O Tribunal de Justiça da Bahia (TJ/BA) confirmou, por unanimidade, a legitimidade da exclusão de um motorista da plataforma Uber em Salvador. A decisão da Segunda Câmara Cível reformou a sentença de primeira instância, que havia determinado a reativação do cadastro e condenado a empresa ao pagamento de R$ 36 mil em indenizações.
Reversão da sentença
O caso teve início com a desativação da conta do condutor devido ao alto índice de recusas de viagens. Inicialmente, a Justiça de primeiro grau havia acolhido os argumentos do motorista, considerando a exclusão abusiva por falta de contraditório prévio.
Na ocasião, a Uber foi obrigada a reativar o acesso e condenada a pagar R$ 26 mil por lucros cessantes e R$ 10 mil por danos morais.
No entanto, ao analisar o recurso da empresa, os desembargadores do do TJ/BA concluíram que não houve ato ilícito. A corte destacou que a plataforma agiu no exercício regular de um direito ao desligar o profissional que descumpria as regras de uso.

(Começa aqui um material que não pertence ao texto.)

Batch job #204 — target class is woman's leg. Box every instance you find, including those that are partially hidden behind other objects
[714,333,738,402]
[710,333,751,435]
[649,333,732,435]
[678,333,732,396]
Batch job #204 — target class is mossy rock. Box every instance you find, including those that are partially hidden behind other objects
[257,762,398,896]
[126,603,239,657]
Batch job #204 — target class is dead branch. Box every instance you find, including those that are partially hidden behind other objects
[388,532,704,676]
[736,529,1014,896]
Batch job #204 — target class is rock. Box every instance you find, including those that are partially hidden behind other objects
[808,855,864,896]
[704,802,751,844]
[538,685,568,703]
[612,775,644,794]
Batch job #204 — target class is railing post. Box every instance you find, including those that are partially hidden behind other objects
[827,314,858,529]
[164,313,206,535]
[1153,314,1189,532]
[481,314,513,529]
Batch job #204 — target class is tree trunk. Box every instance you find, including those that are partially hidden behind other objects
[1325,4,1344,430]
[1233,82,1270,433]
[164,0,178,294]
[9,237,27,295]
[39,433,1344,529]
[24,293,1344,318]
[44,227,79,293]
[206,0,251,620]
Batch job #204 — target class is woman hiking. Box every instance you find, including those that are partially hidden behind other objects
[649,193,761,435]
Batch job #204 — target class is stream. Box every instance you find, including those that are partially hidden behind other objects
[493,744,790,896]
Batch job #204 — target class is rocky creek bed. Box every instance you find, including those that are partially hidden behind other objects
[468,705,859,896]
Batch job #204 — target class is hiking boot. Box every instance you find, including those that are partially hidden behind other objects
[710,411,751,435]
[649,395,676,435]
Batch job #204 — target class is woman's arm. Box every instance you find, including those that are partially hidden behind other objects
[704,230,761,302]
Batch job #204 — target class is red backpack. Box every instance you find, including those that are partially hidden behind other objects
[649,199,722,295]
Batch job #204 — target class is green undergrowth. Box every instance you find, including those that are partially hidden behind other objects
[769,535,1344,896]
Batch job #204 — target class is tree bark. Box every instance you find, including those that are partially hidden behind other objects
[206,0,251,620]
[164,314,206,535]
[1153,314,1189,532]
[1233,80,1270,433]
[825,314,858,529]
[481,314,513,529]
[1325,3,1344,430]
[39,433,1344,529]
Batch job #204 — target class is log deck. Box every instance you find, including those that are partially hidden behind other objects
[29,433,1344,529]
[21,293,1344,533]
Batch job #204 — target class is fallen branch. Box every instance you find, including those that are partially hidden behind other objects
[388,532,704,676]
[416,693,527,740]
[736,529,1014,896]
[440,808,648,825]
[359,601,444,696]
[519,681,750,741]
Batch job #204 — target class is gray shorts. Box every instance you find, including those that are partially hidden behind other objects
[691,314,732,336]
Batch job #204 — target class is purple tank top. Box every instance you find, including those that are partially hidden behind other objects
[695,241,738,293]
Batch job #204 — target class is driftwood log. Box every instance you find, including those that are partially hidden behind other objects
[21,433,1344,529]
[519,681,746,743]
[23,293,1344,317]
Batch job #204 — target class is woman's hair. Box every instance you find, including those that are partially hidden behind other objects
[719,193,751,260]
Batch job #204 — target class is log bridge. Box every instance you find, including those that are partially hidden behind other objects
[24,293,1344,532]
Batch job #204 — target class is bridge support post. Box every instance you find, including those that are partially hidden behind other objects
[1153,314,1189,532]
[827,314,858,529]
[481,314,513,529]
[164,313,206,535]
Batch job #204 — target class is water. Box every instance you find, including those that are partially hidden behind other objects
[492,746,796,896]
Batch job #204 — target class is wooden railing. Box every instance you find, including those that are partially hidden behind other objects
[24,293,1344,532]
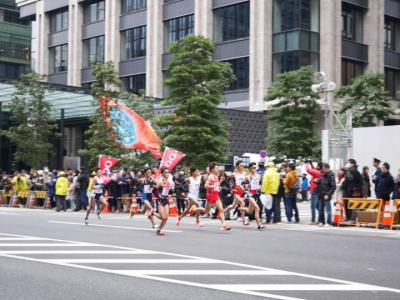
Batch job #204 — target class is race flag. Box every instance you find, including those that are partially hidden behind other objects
[160,147,185,171]
[100,97,162,158]
[99,156,119,172]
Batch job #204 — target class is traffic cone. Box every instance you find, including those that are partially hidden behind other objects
[101,197,111,214]
[381,201,393,226]
[130,197,139,219]
[333,200,343,226]
[168,196,179,217]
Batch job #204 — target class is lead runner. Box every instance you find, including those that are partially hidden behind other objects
[204,163,231,230]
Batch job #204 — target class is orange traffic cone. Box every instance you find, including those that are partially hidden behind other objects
[101,197,111,214]
[381,201,393,226]
[333,200,343,226]
[168,196,179,217]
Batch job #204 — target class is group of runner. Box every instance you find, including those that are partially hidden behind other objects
[85,161,264,235]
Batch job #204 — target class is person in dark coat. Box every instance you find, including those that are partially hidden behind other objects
[375,163,394,201]
[362,167,371,198]
[317,163,336,226]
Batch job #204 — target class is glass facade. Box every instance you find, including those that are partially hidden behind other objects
[273,0,319,80]
[83,1,105,24]
[50,10,68,33]
[49,45,68,73]
[83,35,104,68]
[164,15,194,51]
[385,68,400,100]
[214,1,250,42]
[121,26,146,60]
[342,4,364,43]
[224,57,249,90]
[342,59,364,85]
[122,74,146,95]
[121,0,147,14]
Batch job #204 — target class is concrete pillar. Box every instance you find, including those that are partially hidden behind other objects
[249,0,273,111]
[364,0,385,73]
[104,0,121,72]
[35,0,50,75]
[194,0,213,39]
[146,0,164,98]
[68,0,83,86]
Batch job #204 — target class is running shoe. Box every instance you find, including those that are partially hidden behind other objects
[221,223,231,231]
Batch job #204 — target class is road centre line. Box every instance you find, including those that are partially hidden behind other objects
[48,221,182,233]
[0,234,400,300]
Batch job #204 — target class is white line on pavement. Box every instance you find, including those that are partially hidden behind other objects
[48,221,182,233]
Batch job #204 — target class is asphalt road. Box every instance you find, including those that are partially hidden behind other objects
[0,207,400,300]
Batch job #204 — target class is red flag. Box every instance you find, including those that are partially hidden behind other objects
[99,156,120,172]
[160,147,185,171]
[100,97,161,158]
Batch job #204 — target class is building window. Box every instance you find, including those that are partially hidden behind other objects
[121,0,147,14]
[214,1,250,42]
[50,10,68,33]
[83,1,105,24]
[342,59,364,85]
[273,0,319,32]
[273,0,319,80]
[225,57,249,90]
[49,45,68,73]
[121,26,146,59]
[164,15,194,51]
[385,68,400,100]
[83,35,104,68]
[342,5,364,43]
[122,74,146,95]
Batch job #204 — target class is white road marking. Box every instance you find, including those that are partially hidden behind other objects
[43,258,215,264]
[117,270,291,276]
[48,221,182,233]
[0,234,400,300]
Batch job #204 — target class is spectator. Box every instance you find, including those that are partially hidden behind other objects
[392,169,400,200]
[362,166,371,198]
[306,160,322,225]
[375,163,394,201]
[301,174,310,201]
[283,163,300,223]
[56,171,68,211]
[77,168,89,210]
[317,163,336,226]
[372,158,382,196]
[261,162,282,223]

Com a nova decisão, a ordem de reativação da conta foi anulada e todas as indenizações previamente fixadas foram derrubadas.
Além da derrubada das indenizações e o mantimento da desativação da conta, o motorista também terá que pagar as custas processuais e honorários advocatícios de 10% sobre o valor atualizado da causa.
No que a decisão se baseou?
Os desembargadores se basearam em registros internos do sistema da Uber, que comprovaram uma taxa de cancelamento de 64% nas corridas aceitas pelo motorista. Os desembargadores consideraram válidos esses dados como prova do descumprimento contratual.
Além dos registros, a decisão levou em conta que o motorista havia sido advertido anteriormente sobre o excesso de cancelamentos e sobre o risco de desativação.
Além disso, o condutor também teve acesso a um procedimento administrativo de revisão após a exclusão, mas a empresa manteve o desligamento, entendendo que a conduta prejudicava passageiros e outros motoristas da rede.